In addition, FIG. 9 shows a timing chart of the phase shift circuit
112 shown in FIG. 8. In the gate signal writing control signal GWE
input into the phase shift circuit 112, its High-level period is
shifted with the flip-flop circuit by half of a wavelength of the
timing signal TP, and the gate signal writing control signal GWE
input into the phase shift circuit 112 is output from a node
N.sub.A1, a node N.sub.A2, and a node N.sub.A3.
By employing the configuration in this embodiment mode,
particularly in the case of driving by using a digital driving
method in an active matrix display device, phase shifts of signals
are counted and restored inside the display device so that normal
display can be obtained, even when phases of a scan signal and an
image signal input into a pixel portion are shifted by dullness or
delay of the signals caused by resistance, a capacitance component,
or the like of the wiring to which the signals are supplied.
Note that the configuration of each circuit in this embodiment mode
is just an example, so that the invention is not limited to this.
That is, in the aforementioned phase comparator, any circuit may be
employed as long as it can detect a phase shift of signals supplied
to two wirings which are connected and output the signals. In
addition, in the aforementioned counter circuit, any circuit may be
employed as long as it counts the phase shifts detected by the
phase comparator and outputs a signal in accordance with the number
of counts. Further, in the aforementioned phase shift circuit, any
circuit may be employed as long as it shifts a phase of one of the
signals supplied to the two wirings which are connected based on
the number of the counts in the counter circuit.

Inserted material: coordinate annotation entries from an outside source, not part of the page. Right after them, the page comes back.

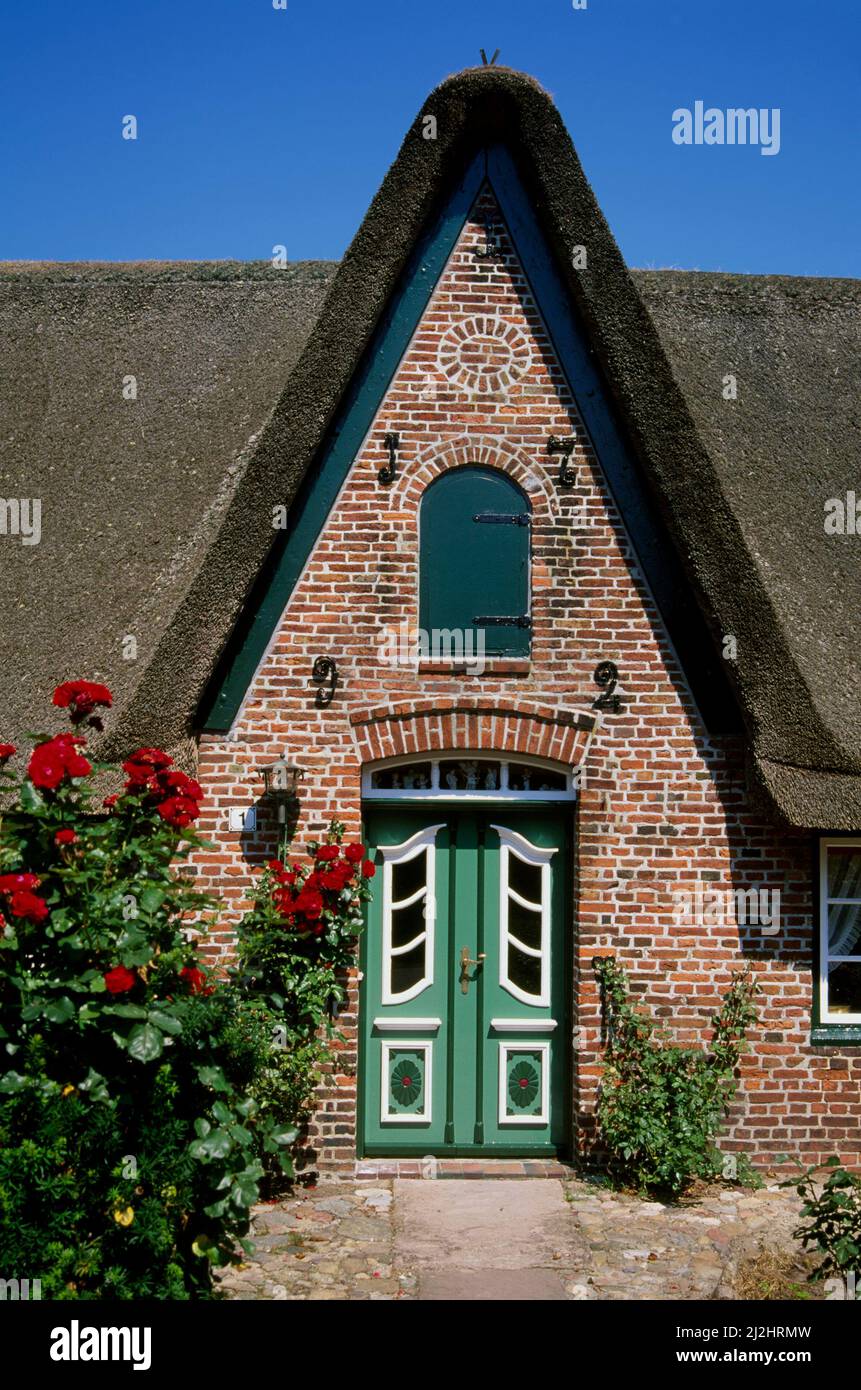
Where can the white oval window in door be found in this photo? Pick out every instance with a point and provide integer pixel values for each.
(408, 916)
(525, 918)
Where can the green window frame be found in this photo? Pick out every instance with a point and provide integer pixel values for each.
(475, 528)
(838, 987)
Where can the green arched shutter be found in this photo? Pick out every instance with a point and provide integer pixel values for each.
(475, 545)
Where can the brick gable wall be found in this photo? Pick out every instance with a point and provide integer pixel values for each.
(664, 808)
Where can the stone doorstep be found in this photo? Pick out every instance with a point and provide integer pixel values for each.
(374, 1169)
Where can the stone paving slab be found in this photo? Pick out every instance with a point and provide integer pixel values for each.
(502, 1239)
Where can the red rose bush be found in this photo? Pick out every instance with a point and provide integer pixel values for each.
(131, 1144)
(295, 948)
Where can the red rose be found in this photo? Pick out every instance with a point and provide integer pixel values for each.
(195, 979)
(309, 904)
(337, 877)
(25, 904)
(143, 765)
(82, 698)
(56, 759)
(120, 980)
(178, 811)
(180, 784)
(152, 756)
(13, 881)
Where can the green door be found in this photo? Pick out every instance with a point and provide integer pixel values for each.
(465, 982)
(475, 530)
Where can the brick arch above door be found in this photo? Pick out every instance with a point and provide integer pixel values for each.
(476, 724)
(486, 452)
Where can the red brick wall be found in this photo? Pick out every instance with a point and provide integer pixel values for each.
(664, 805)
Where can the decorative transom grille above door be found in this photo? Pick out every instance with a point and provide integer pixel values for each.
(466, 958)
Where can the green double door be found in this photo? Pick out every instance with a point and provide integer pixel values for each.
(465, 982)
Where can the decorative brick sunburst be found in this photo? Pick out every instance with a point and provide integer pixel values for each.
(484, 355)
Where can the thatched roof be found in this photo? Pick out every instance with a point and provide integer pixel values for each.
(157, 512)
(132, 491)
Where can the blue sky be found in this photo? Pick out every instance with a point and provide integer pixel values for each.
(262, 127)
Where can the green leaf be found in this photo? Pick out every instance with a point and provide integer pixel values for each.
(213, 1076)
(152, 900)
(145, 1043)
(60, 1011)
(29, 798)
(13, 1082)
(166, 1022)
(244, 1193)
(214, 1146)
(285, 1134)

Note that this embodiment mode can be combined with another
embodiment mode in this specification as appropriate and
implemented.
[Embodiment Mode 2]
In this embodiment mode, a configuration which is different from
the configuration shown in Embodiment Mode 1 is described.
First, a driving method of a display device in this embodiment mode
is described with reference to FIGS. 10A and 10B, FIG. 11, and FIG.
12.
In the time gray scale method which is one of the methods for
expressing gray scales by the digital gray scale method, there is a
driving method in which row writing periods are divided into two,
and writing of a video signal into a pixel is performed in a first
half of the row writing period (also described as a first row
writing period) and writing a signal for erasing the video signal
written into the pixel into the pixel is performed in a second half
of the row writing period (also described as a second row writing
period). A non-displaying period is provided by performing writing
of the signal for erasing the video signal written into the pixel
into the pixel, and length of a subframe period is made shorter
than length of a writing period. FIGS. 10A and 10B show such a
driving method.
FIGS. 10A and 10 B are described. In an address period Ta1, a scan
signal is input into the gate signal line sequentially from a first
row so that the pixel is selected. When the pixel is selected, a
video signal is input from the source signal line into the pixel.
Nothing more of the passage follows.